Date: Sun, 8 Dec 2019 23:55:58 -0500

The Axiom Sane compiler is being "shaped by the hammer
blows of reality", to coin a phrase.

There are many goals. One of the primary goals is creating a
compiler that can be understood, maintained, and modified.

So the latest changes involved adding multiple index files.
These are documentation (links to where terms are mentioned
in the text), code (links to the implementation of things),
error (links to where errors are defined), signatures (links to
the signatures of lisp functions), figures (links to figures),
and separate category, domain, and package indexes.

The tikz package is now used to create "railroad diagrams"
of syntax (ala, the PASCAL report). The implementation of
those diagrams follows immediately. Collectively these will
eventually define at least the syntax of the language. In the
ideal, changing the diagram would change the code but I'm
not that clever.

Reality shows up with the curent constraint that the
compiler should accept the current Spad language as
closely as possible.
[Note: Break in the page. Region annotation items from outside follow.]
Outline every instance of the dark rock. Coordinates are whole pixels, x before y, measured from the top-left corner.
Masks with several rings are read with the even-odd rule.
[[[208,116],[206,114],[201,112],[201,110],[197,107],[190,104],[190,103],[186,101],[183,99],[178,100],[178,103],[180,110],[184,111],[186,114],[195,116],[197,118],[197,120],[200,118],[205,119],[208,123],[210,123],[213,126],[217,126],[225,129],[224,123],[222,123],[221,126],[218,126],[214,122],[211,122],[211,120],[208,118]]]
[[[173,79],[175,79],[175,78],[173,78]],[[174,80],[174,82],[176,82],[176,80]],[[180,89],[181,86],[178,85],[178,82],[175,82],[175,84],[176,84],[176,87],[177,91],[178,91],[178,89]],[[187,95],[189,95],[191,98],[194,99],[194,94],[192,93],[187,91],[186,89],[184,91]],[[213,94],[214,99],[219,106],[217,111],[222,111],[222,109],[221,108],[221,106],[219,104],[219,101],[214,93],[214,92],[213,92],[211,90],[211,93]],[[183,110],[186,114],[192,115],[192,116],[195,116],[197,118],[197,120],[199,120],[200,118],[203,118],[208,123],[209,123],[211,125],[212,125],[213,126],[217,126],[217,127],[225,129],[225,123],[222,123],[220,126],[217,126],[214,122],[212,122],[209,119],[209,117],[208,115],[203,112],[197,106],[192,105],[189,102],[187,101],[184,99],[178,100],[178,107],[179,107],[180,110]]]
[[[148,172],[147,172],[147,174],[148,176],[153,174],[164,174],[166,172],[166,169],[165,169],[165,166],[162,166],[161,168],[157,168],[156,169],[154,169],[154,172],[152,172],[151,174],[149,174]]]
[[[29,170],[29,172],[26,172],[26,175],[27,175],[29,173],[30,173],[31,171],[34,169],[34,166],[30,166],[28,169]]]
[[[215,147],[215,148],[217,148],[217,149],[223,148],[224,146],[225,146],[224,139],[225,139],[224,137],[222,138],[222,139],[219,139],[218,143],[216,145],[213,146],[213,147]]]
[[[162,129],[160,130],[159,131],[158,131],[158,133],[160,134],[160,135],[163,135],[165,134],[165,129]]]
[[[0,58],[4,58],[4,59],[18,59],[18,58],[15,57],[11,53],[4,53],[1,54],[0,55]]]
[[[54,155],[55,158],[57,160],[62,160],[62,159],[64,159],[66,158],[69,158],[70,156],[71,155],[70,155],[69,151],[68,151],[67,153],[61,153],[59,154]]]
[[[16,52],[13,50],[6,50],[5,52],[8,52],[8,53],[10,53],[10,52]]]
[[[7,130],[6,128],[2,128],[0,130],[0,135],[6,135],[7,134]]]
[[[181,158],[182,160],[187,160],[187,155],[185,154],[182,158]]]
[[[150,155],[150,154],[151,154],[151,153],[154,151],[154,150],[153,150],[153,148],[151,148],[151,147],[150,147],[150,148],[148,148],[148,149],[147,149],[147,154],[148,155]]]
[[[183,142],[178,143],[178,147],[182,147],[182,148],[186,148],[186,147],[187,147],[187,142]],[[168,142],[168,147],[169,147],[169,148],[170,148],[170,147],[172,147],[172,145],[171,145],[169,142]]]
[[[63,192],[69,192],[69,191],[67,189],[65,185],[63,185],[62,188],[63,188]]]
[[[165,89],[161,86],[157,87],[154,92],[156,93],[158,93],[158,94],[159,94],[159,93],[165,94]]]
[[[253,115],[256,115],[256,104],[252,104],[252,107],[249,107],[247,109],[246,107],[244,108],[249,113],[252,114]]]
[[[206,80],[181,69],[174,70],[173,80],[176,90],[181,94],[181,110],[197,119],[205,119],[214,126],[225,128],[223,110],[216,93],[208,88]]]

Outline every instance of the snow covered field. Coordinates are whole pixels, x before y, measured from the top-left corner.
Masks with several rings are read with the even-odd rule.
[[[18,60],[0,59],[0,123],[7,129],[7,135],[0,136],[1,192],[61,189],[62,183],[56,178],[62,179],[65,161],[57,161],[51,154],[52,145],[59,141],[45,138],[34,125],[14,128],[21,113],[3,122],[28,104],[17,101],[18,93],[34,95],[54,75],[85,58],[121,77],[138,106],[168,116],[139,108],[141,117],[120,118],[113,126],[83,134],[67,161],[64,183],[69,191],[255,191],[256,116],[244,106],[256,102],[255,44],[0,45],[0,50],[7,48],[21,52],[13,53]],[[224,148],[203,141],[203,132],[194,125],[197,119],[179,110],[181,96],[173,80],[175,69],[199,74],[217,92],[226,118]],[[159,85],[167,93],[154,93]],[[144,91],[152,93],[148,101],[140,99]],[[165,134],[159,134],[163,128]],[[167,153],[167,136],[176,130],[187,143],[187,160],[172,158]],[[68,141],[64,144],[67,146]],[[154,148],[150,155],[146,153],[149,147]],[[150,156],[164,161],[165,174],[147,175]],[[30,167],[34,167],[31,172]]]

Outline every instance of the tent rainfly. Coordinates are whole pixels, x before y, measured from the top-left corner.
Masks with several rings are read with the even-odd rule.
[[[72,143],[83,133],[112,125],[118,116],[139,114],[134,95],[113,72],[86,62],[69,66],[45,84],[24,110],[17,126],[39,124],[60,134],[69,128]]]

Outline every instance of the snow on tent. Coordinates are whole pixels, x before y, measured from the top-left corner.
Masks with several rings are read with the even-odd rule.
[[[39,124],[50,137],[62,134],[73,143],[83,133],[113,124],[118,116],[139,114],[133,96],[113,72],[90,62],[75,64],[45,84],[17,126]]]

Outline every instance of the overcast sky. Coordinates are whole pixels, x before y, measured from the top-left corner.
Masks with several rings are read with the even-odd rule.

Of course, plans are to include new
constructs (e.g. hypothesis, axiom, specification, etc)
but these are being postponed until "syntax complete".

All parse information is stored in a parse object, which
is a CLOS object (and therefore a Common Lisp type)
Fields within the parse object, e.g. variables are also
CLOS objects (and therefore a Common Lisp type).
It's types all the way down.

These types are being used as 'signatures' for the
lisp functions. The goal is to be able to type-check the
compiler implementation as well as the Sane language.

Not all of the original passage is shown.